His sharp intake of breath told me he’d done the math. "Shit. Winnie, I—"

"You didn't know. None of y'all knew. She seemed fine in this picture. She seemed fine until she wasn't."

I closed the album, suddenly needing to not look at those happy faces anymore. I set it carefully in the "keep" pile. Some things you couldn't donate or throw away, no matter how much they hurt to hold.

"We should've come back," Beau said after a long moment, his voice thick. "After the funeral. We should've checked on you and Pops, should've... something. Anything. Instead, we just disappeared, and that was shitty. I was a kid, so I didn't understand it then, but now—as an adult looking back—that was really fucking shitty of us."

"You were twelve."

"So were you. And you lost your grandmother. And then you lost us too."

The way he said it—like he understood the weight of that double abandonment—made something crack open in my chest.

"I was mad at y'all for a long time," I admitted, still not looking at him. "Mad that you didn't come back, didn't call, didn't even send a card. Pops tried to explain that adults have complicated reasons for things, but I was twelve and angry and I just... I felt abandoned. First my bio parents, then Nana, then the one friend who understood what it was like to be the weird kid who didn't quite fit in anywhere."

"You weren't weird."

"I was the Black kid being raised by white grandparents on a ranch in Oklahoma. I was definitely weird."

"You were cool. You knew how to do everything—ride horses, fix fences, catch frogs. I thought you were the coolest person I’d ever met."

I finally looked at him, and his expression was so earnest, so genuinely regretful, that I had to look away again before I did something stupid like cry in front of him.

"Well, you left," I said, trying to keep my voice light. "And I got over it. Moved on. Had to."

"But you didn't really. Get over it, I mean."

"What makes you say that?"

"Because you've been treating me like I'm that same kid who left for the past week and a half. Like you're waiting for me to disappoint you again. Like you're bracing for impact."

Fuck.He wasn't wrong.

"Maybe I am," I said quietly. "Maybe I'm just protecting myself from caring about someone who's gonna leave anyway."

"What if I don't leave?"

"You will. End of summer, you're gone. Back to Dallas, back to your real life. That's the deal."

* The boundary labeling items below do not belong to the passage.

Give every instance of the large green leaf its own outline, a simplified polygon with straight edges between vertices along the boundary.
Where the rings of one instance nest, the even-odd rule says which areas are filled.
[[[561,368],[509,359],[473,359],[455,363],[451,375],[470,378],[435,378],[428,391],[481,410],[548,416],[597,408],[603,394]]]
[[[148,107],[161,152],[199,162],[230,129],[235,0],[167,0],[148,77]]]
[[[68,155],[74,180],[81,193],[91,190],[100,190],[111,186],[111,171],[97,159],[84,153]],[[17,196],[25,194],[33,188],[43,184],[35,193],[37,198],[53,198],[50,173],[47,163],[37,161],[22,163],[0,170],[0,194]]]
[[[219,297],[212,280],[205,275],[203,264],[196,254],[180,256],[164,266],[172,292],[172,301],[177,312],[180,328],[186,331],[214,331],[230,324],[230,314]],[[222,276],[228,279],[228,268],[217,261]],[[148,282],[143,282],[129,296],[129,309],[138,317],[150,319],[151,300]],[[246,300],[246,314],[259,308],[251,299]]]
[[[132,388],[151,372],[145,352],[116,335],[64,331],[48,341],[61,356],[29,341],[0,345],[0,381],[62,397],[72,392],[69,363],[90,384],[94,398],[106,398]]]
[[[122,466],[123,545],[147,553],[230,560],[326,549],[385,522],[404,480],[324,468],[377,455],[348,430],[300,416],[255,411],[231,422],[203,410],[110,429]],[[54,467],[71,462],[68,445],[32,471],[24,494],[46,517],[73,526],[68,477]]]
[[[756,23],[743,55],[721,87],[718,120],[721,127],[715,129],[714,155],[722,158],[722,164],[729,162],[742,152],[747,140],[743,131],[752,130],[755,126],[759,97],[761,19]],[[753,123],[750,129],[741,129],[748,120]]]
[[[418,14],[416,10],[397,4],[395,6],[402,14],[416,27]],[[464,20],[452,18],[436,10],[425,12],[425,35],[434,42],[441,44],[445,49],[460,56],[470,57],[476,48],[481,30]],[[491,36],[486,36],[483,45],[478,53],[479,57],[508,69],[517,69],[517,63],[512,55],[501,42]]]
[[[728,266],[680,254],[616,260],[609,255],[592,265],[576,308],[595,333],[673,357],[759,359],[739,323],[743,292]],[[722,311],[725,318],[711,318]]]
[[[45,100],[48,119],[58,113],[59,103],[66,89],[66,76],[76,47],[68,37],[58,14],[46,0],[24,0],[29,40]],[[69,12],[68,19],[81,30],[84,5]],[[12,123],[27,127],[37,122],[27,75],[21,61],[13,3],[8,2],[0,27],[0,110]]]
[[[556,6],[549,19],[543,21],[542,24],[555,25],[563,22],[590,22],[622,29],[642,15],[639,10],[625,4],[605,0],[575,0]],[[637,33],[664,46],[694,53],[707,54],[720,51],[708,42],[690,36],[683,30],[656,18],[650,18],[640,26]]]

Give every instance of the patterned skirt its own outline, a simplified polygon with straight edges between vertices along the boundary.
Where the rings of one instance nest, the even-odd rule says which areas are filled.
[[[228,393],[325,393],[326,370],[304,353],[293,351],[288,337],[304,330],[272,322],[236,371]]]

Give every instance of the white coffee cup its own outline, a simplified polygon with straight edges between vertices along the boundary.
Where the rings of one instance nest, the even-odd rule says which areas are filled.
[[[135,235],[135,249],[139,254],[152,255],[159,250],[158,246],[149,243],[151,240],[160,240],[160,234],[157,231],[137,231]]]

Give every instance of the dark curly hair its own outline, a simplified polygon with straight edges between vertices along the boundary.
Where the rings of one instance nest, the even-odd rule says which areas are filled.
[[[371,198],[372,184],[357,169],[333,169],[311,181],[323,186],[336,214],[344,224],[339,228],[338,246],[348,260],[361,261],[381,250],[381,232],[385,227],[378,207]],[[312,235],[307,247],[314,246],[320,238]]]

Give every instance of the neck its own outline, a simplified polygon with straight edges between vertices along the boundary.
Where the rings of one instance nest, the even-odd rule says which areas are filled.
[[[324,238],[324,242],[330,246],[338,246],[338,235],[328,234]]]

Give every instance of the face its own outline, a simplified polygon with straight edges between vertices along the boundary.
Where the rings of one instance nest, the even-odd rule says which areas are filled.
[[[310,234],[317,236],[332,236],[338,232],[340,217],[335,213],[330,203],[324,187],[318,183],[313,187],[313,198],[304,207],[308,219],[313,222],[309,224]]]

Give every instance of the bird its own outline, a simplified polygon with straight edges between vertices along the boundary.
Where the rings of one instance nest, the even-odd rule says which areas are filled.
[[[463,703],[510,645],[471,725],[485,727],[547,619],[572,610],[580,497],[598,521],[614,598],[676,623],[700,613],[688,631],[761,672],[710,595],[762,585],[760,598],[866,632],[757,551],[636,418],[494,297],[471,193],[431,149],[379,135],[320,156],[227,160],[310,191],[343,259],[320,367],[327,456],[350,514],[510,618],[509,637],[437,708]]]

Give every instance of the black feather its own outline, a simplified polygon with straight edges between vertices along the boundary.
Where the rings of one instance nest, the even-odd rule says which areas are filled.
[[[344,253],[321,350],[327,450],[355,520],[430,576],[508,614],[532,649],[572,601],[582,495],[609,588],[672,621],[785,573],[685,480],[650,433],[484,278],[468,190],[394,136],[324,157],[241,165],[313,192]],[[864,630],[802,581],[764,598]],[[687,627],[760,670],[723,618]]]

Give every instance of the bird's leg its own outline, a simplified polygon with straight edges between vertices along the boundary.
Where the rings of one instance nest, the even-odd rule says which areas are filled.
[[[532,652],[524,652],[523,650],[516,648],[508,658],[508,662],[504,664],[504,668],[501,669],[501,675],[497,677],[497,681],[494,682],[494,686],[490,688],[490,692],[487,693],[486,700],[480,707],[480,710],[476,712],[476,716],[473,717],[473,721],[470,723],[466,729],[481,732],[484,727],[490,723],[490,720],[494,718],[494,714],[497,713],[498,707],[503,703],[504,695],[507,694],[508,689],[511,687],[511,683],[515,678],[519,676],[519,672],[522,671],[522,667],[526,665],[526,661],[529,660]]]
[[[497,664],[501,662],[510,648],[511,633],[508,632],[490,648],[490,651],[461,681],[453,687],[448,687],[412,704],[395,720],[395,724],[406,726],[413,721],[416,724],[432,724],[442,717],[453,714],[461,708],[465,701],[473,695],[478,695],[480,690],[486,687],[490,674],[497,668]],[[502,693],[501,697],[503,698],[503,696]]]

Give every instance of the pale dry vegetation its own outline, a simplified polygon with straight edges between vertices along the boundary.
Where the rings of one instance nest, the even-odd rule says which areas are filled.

"What if I changed the deal?"

I laughed, but it came out bitter. "You can't change the deal, Beau. That's not how this works. You're here because your daddy made you come, because you fucked up in Dallas and this is your punishment. The second you're allowed to go back, you will, because why would you stay? There's nothing here for you."

"That's not true."

"Isn't it? You miss your parties, your friends, your lifestyle. This is just a summer vacation with chores."